2014 Fiscal Year Annual Research Report
Project/Area Number |
23246107
|
Research Institution | Kyoto Institute of Technology |
Principal Investigator |
中川 理 京都工芸繊維大学, 工芸科学研究科, 教授 (60212081)
|
Co-Investigator(Kenkyū-buntansha) |
丸山 宏 名城大学, 農学部, 教授 (30157416)
小野 芳朗 京都工芸繊維大学, 工芸科学研究科, 教授 (50152541)
石田 潤一郎 京都工芸繊維大学, 工芸科学研究科, 教授 (80151372)
|
Project Period (FY) |
2011-04-01 – 2016-03-31
|
Keywords | 都市基盤史 / 都市計画史 / 土木史 / 国際情報交換 |
Outline of Annual Research Achievements |
今年度は、昨年度までの研究を再度検証し、さらに踏み込んだ考究が必要と考えられるテーマを明らかにし5回の研究会(都市基盤史研究会)を実施し、以下の10題の研究発表と討議を行った。(1)村上しほり(人と防災未来センター)「占領下日本の都市空間―神戸ヤミ市の生成と展開に着目して―」、(2)堀田典裕(名古屋大学)「山林都市の思想とその展開」。大名庭園の近世と近代―<好み>から<規格>へ、(3)小野芳朗(京都工芸繊維大学)「岡山後楽園」、(4)本康宏史(金沢星稜大学)「金沢兼六園」。二大都市計画理論(田園都市論と近隣住区論)の導入過程、(5)中江研(神戸大学)「日本毛織の社宅街開発と田園都市論」、(6)中野茂夫(島根大学)「日立製作所の工業都市計画と近隣住区論」。(7)松山恵(明治大学)「日本近代都市史─過去、現在、そして未来─」、(8)中川理「わが国近代都市空間史の転換点試論-京都から考える」。
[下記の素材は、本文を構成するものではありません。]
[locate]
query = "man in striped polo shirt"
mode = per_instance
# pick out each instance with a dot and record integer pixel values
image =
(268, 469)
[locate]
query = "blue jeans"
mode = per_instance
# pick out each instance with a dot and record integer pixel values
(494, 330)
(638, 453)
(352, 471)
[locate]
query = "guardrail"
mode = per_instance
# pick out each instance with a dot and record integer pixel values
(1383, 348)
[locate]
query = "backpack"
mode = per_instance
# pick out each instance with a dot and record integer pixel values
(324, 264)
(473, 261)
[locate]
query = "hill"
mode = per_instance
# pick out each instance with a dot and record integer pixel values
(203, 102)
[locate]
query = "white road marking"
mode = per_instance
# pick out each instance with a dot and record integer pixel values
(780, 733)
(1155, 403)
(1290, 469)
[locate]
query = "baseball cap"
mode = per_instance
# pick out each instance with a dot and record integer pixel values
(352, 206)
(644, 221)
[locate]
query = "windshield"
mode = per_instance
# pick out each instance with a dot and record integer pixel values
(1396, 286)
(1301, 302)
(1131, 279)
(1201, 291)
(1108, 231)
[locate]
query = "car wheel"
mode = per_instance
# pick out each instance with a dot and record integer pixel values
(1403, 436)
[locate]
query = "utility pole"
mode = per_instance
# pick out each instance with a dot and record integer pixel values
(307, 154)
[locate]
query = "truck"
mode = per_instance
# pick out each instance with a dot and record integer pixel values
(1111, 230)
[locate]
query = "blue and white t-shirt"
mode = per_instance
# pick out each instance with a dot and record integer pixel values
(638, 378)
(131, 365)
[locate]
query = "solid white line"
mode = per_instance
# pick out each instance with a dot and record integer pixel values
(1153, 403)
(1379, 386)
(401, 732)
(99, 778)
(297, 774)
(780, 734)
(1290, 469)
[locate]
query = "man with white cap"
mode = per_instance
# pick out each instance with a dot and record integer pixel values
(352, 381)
(9)川口朋子(京都府資料館)「建物疎開と都市防空をめぐって」、(10)江口久美「パリの歴史的建造物保存と都市計画をめぐって」。 これにより、わが国の都市空間システムが成立する要件として、A.近世の城下町のシステムからの影響((3)、(4))、ヨーロッパからの理論の導入((2)、(5)、(6))、都市支配と空間変容((7)、(8))、敗戦を契機に現れる変容システム((1)、(9))などのテーマに対して共通の理解を得ることができた。そこでは、空間を制御しようとするシステムが多様な文化的要素の積み重ねにより成立することが明らかにされた。そこで、それをより客観的に明らかにするため、比較検討として、フランス(パリ)での建築・空間の制御のあり方を検討し(10)、また南京(中国)の近代的空間変容を歴史的にとらえようとしている東南大学建築学院の陳薇(CHEN WEI)の協力を得て中国との比較検証も行った。
|
Current Status of Research Progress |
Current Status of Research Progress
2: Research has progressed on the whole more than it was originally planned.
Reason
計画されていた研究会を予定通り実施し、その議論により成果を上げた。また、その成果の客観性を得るために、海外(フランス・中国・台湾等)との比較検証も行い成果をあげた。
|
Strategy for Future Research Activity |
これまで4年間に、23回にわたりわが国都市の近代史をあつかう最先端で研究してきた研究者を招へいし、研究会(都市基盤史研究会)を実施してきた。それにより、わが国の都市空間システムの成立にかかわる多くの要素を抽出することができた。最終年度に向けて、これらを統括し、研究報告としてまとめる必要がある。申請時には、その要素を主体、理念、技術に区分してとらえるとしたが、これまでの成果に基づき研究をまとめにあたっては、この区分とは別に、近世からの影響、近代理論の導入、近代的制度と土地所有、空間支配と共同体、開発と保存の理論形成、災害の混乱と統制などのテーマを設定し、各々に議論を構築する方法をとることにしたい。 また、そこでの議論を確かなものとするために、諸外国、とりわけアジアでの比較検証も行う必要がある。 成果については、論文集(単行本)として出版する予定であり、その編集作業も同時に行っていくこととなる。